Route Smarter, Not Harder
Conduit is alpha software. Use at your own risk, expect breaking changes, and please report bugs.
I have a confession: I route most of my queries to Claude Sonnet. Not because every query needs it, but because I do not want to think about which model to use.
This is expensive laziness. A simple “what time is it in Tokyo” does not need a frontier model. Neither does “summarize this paragraph” or “fix this typo.” But the cognitive overhead of deciding per-query adds up fast, so I default to the expensive option.
Conduit is my attempt to stop doing that.
The routing problem
If you use multiple LLM providers, you face three choices:
- Overspend - Route everything to expensive models. Quality guaranteed, budget destroyed.

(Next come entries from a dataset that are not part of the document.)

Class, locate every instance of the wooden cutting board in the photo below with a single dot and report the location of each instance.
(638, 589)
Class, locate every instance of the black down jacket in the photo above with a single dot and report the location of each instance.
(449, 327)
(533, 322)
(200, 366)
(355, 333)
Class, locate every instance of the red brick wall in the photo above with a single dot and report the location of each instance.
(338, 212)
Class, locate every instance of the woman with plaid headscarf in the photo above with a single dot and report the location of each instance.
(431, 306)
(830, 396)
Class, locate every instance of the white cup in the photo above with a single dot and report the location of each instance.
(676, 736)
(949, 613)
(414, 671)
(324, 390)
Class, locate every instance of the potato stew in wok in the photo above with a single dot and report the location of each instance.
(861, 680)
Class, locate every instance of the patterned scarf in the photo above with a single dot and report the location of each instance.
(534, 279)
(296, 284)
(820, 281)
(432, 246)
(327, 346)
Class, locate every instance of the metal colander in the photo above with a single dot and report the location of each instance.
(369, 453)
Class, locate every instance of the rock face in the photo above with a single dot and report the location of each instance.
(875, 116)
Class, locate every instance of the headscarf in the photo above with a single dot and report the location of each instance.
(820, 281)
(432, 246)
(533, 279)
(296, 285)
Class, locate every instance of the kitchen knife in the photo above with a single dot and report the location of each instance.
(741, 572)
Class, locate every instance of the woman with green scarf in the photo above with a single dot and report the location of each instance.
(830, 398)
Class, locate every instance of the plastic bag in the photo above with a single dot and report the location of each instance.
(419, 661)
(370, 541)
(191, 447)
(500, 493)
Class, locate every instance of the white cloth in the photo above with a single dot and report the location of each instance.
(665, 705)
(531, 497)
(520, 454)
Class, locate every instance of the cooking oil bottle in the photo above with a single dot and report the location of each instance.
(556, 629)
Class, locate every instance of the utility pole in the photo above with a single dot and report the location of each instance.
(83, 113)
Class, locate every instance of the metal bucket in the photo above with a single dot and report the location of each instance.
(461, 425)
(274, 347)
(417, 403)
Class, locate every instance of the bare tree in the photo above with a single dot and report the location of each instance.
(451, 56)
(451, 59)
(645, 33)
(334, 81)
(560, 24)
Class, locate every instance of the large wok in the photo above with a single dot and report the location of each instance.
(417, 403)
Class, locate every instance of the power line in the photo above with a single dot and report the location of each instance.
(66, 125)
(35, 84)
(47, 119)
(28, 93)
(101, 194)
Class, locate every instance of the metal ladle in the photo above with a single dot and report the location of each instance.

- Underspend - Route everything to cheap models. Budget preserved, quality inconsistent.
- Manual rules - Write if/else logic based on query patterns. Brittle, breaks when models change.
None of these are good. The first wastes money. The second wastes time debugging bad outputs. The third wastes engineering effort on routing logic that needs constant maintenance.
Learning to route
Conduit takes a different approach: it learns which model works best for each type of query.
Conduit includes 11 routing algorithms, from simple baselines to contextual bandits. The best performer in my tests was Dueling Bandit, which uses pairwise comparisons to find the best model for each query type. These algorithms maintain probability distributions over model performance and learn which models work best for different query types.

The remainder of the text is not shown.